Et cela se comprend ; après le mal de mer
On ne peut que sentir un appétit d'enfer ;
Seulement les raisins firent encore l'office
D'un purgatif gratis ; tout fut donc bénéfice !
Mais pendant ce temps-là Ducos Aubin et moi
Nous roulions en wagon ; là toute notre foi
Fut mise à rude épreuve ! En effet un compère
Bavardait et mentait comme un apothicaire.
"Le chemin du Médoc nous dit-il en riant,
Est un chemin de fer qui va si lestement,
Que voyant du cresson, j'entrouvre la portière
Et sans faire un ni deux, me voilà jusqu'à terre ;
De ce légume aimé je cueille un gros paquet...

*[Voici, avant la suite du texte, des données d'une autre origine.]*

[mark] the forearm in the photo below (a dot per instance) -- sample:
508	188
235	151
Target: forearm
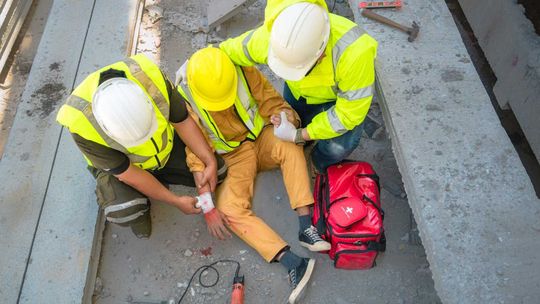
198	177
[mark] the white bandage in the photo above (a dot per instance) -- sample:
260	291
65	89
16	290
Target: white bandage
286	130
204	201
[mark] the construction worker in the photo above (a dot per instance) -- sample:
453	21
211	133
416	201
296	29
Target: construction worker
328	64
123	119
236	107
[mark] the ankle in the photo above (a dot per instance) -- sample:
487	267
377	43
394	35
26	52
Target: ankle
304	222
290	260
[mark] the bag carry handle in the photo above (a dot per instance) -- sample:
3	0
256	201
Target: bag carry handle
321	222
374	177
373	245
375	205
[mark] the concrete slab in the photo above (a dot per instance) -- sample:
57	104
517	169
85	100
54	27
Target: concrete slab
219	11
474	204
28	157
63	253
512	48
157	269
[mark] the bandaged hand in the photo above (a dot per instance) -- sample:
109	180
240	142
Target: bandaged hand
215	220
283	128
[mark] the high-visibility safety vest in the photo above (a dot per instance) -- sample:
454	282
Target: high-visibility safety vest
345	75
245	107
76	114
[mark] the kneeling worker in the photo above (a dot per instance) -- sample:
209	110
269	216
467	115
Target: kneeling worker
123	119
235	106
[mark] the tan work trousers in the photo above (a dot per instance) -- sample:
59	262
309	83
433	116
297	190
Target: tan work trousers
235	194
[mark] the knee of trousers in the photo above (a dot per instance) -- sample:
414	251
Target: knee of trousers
125	213
332	149
287	149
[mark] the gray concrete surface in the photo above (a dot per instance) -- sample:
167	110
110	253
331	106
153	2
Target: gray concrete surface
512	48
18	67
157	269
47	225
474	204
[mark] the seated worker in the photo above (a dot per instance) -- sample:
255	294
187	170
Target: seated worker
234	106
327	62
123	118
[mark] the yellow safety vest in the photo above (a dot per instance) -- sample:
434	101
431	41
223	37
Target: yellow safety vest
76	114
345	75
245	106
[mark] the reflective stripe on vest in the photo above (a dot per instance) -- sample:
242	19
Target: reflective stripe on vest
244	46
337	51
159	155
334	121
246	108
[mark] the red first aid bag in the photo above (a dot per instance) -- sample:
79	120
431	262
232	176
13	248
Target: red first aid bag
348	214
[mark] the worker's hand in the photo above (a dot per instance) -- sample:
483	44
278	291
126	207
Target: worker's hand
186	204
216	221
283	128
208	176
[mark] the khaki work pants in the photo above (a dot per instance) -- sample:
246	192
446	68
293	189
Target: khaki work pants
234	196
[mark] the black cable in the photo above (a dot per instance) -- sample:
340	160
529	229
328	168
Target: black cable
204	268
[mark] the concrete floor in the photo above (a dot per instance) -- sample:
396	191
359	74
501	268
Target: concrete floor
157	269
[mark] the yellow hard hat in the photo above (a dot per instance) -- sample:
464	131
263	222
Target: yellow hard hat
212	79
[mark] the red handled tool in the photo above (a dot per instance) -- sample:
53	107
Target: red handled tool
237	295
379	4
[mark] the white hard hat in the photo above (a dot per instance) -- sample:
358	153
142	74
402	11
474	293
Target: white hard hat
298	38
124	112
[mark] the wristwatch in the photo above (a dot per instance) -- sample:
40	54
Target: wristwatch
299	139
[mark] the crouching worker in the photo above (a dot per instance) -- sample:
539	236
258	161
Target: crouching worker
234	106
123	118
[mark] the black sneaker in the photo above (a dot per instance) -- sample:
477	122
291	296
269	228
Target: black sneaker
299	277
311	239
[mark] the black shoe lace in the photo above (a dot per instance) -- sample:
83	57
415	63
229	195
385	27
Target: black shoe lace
313	234
292	278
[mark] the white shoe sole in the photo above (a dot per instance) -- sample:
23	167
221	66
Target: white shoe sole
319	246
297	293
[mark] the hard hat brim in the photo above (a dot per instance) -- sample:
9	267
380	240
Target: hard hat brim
285	71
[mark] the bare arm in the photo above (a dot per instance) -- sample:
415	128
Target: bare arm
191	135
148	185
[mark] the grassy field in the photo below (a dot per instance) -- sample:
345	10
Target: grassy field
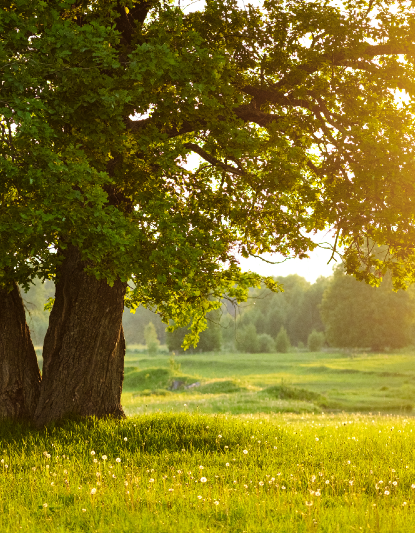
261	444
269	383
203	473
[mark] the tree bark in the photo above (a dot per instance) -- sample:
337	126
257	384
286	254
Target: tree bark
19	371
84	347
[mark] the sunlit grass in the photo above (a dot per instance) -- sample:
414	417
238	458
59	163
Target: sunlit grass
191	472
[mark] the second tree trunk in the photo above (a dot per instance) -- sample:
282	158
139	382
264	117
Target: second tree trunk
84	347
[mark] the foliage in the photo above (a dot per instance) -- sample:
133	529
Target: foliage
358	315
296	308
210	339
161	456
266	343
282	341
290	106
247	339
315	341
150	336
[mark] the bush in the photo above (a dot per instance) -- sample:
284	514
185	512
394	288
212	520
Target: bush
266	343
282	342
152	342
315	341
247	339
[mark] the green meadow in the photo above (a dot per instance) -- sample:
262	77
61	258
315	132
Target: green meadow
284	443
269	383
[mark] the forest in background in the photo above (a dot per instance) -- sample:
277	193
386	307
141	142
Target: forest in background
336	311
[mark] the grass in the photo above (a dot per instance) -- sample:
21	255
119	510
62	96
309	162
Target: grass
251	383
307	467
276	473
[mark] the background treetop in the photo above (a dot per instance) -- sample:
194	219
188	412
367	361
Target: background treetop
291	108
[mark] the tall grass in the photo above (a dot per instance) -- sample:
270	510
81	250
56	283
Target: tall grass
190	472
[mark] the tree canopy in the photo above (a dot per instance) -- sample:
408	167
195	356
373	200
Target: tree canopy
291	108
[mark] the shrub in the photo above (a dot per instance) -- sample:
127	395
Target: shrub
266	343
247	339
282	342
152	342
315	341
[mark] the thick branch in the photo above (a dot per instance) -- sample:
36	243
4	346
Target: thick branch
212	160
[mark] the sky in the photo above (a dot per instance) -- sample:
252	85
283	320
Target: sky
310	269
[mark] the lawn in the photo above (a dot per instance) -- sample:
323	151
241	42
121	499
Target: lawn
251	383
189	472
262	444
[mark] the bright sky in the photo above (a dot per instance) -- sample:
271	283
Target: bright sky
310	269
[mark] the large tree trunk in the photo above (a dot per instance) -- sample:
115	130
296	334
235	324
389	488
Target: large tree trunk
19	371
84	348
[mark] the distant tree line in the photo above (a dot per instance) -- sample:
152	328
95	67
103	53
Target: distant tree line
337	311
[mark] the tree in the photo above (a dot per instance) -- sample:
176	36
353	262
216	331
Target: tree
291	109
282	341
150	335
357	315
315	341
210	339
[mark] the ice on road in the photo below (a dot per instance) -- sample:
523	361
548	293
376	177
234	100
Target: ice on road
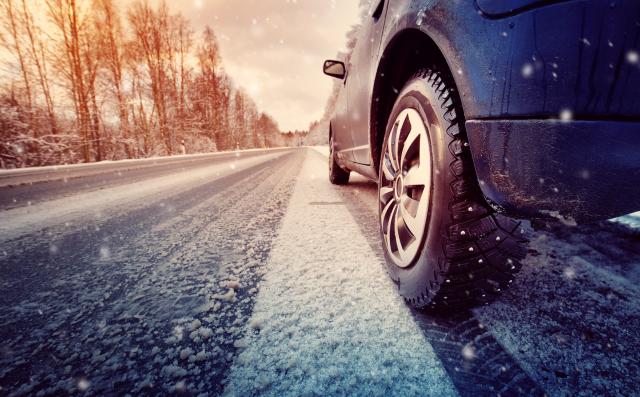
328	320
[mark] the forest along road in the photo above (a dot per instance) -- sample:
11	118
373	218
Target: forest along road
249	274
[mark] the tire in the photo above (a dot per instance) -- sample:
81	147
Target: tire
445	247
337	175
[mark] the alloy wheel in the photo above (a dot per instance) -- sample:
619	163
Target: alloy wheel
405	187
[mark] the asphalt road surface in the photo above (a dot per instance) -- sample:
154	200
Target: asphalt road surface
249	274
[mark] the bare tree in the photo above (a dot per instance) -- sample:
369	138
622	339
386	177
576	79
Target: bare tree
112	53
150	29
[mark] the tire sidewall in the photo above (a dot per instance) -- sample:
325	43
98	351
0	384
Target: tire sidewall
418	278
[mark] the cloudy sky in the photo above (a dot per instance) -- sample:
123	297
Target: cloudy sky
275	49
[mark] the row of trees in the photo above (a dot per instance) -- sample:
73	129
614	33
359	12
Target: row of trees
87	82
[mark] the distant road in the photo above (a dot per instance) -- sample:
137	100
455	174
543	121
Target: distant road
248	273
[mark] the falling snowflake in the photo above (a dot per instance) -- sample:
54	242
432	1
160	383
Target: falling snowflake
83	384
468	352
105	252
569	273
566	115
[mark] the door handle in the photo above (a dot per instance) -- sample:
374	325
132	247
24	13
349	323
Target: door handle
377	13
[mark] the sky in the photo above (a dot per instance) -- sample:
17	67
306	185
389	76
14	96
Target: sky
274	49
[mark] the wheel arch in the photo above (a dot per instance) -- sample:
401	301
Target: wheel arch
407	52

Or pendant ce temps-là le train toujours marchait...,
Mais ce monsieur est fou, disait-on à la ronde !
Au revoir cher monsieur me criait tout le monde !
Nous vous annoncerons à Bordeaux pour demain ;
Mais surtout n'allez pas manquer le premier train ;
Nous voulons avec vous manger votre salade,,,
Moi riant comme un fou de cette canonnade,
Dans trois ou quatre bonds je suis à mon wagon,
Et fier je montre à tous mon paquet de cresson !.."
Tout le monde riait de son tour de force.
Aussi la vérité reçut une autre entorse
De ce monsieur qui dit : "Au chemin de Cazaux
C'est bien plus fortement ! Mais ici le héros
Est un simple facteur monté sur des échasses !
Le train était parti dévorant les espaces !...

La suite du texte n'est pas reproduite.